We have developed GWAS summary data from different sample configurations that trade off the impact of weak instrument bias for statistical power, giving flexibility for analysts to determine what is of most relevance to their study. It also provides a convenient framework for sensitivity analyses of the potential impact of weak instrument bias. Analyses can be performed using the summary data in a one-sample setting which will maximise the statistical power (due to larger discovery sample sizes finding more instruments, and larger outcome sample sizes improving the precision of the MR estimate), though the combined impacts of winner’s curse, weak instrument bias and sample overlap will likely magnify the bias in the direction of the observational association in this case. We have provided a resource of genetic associations in subsamples in A and B of the UK Biobank which can be used for analysis of traits specifically within the UK Biobank, which is likely to substantially reduce bias as long as the outcome dataset is independent of the discovery dataset. Alternatively, subsamples A and B can be used to define unbiased SNP-exposure effect estimates to be used in a three-sample MR analysis, where an outcome trait is obtained from an independent set of samples. Another possibility that might be promising, is to meta-analyse two scenarios from Table 1, namely 1A and 1B, which correspond to the scenarios where there is a full overlap between the exposure replication and outcome datasets, in two independent configurations, respectively. Our simulations suggest an increase in power for this case (Figure 3).

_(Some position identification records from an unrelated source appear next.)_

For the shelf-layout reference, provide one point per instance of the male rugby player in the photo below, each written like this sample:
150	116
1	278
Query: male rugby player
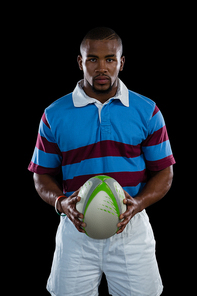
103	128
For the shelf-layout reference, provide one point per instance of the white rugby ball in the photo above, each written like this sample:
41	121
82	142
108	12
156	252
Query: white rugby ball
101	204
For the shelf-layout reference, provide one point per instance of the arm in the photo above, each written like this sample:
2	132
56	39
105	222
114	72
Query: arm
155	189
49	190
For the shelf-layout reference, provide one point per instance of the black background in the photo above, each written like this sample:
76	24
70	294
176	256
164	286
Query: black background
44	68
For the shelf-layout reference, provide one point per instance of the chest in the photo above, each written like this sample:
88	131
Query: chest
80	127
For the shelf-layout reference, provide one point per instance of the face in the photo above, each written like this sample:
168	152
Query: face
101	62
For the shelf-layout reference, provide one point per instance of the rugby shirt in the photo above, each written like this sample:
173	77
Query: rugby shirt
122	139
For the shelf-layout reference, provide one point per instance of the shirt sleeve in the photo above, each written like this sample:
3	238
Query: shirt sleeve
156	147
47	156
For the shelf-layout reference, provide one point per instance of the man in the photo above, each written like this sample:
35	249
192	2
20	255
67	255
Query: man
103	128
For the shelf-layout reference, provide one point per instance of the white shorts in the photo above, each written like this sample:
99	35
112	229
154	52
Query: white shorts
127	259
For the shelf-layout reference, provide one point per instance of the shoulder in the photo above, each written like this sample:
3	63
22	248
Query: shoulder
140	100
58	108
144	106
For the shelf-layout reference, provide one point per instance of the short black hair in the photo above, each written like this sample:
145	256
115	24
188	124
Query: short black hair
101	33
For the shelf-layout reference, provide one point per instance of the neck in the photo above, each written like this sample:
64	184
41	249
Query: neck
99	95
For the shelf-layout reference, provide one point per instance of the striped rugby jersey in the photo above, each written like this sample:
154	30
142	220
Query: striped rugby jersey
125	138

Extant GWAS summary data likely harbour relatively large fractions of effect estimates that are substantially overestimated, though we predict that future GWAS will return a diminishing impact of winner’s curse in effect estimate bias as sample sizes continue to grow.

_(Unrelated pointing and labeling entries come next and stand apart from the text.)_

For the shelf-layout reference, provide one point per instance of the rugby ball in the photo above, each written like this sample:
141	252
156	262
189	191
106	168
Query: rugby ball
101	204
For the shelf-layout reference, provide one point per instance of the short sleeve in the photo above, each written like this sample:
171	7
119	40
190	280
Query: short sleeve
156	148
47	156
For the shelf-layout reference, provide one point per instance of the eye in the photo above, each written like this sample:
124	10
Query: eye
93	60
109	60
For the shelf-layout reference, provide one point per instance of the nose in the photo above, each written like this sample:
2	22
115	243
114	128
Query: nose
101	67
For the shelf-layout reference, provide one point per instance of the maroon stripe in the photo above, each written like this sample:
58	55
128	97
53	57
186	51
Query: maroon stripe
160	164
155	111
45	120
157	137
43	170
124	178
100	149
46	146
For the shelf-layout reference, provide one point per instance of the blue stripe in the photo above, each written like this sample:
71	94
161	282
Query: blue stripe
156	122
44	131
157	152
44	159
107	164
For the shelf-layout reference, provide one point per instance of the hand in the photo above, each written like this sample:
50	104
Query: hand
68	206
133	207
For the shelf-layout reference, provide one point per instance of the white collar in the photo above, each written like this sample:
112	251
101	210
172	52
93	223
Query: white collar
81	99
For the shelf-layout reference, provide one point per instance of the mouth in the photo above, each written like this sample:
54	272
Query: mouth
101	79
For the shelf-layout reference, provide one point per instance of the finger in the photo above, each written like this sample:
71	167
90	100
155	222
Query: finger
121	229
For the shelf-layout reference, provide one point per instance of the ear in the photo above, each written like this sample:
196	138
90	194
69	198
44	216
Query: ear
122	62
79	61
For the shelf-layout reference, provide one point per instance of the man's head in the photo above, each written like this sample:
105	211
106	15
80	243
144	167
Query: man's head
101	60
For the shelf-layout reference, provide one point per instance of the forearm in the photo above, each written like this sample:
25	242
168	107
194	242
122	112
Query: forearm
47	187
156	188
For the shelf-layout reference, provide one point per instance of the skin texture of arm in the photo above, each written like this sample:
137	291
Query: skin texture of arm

Our simulations show that in a polygenic model, as the number of detected variants in a GWAS increases, the fraction that are substantially overestimated reduces (Figure 5). In particular, we observe a the contribution of weak instruments to GWAS significant associations to approach zero in GWASs with sufficient statistical power to detect thousands of independent variants. Therefore, dividing future large biobanks into discovery and replication datasets may not be warranted if the impact of winner’s curse is low. However, a resurgence in the interests of using family data to avoid demographic and familial structural biases in GWAS does arrest the progress made in improving power with larger population-based analyses. For these smaller studies, winner’s curse and weak instrument bias will remain of relevance for a longer period of time. While weak instrument bias might reduce as sample sizes increase, discovery of more instruments may introduce other biases relating to mechanisms such as horizontal pleiotropy or trait-driven selection bias.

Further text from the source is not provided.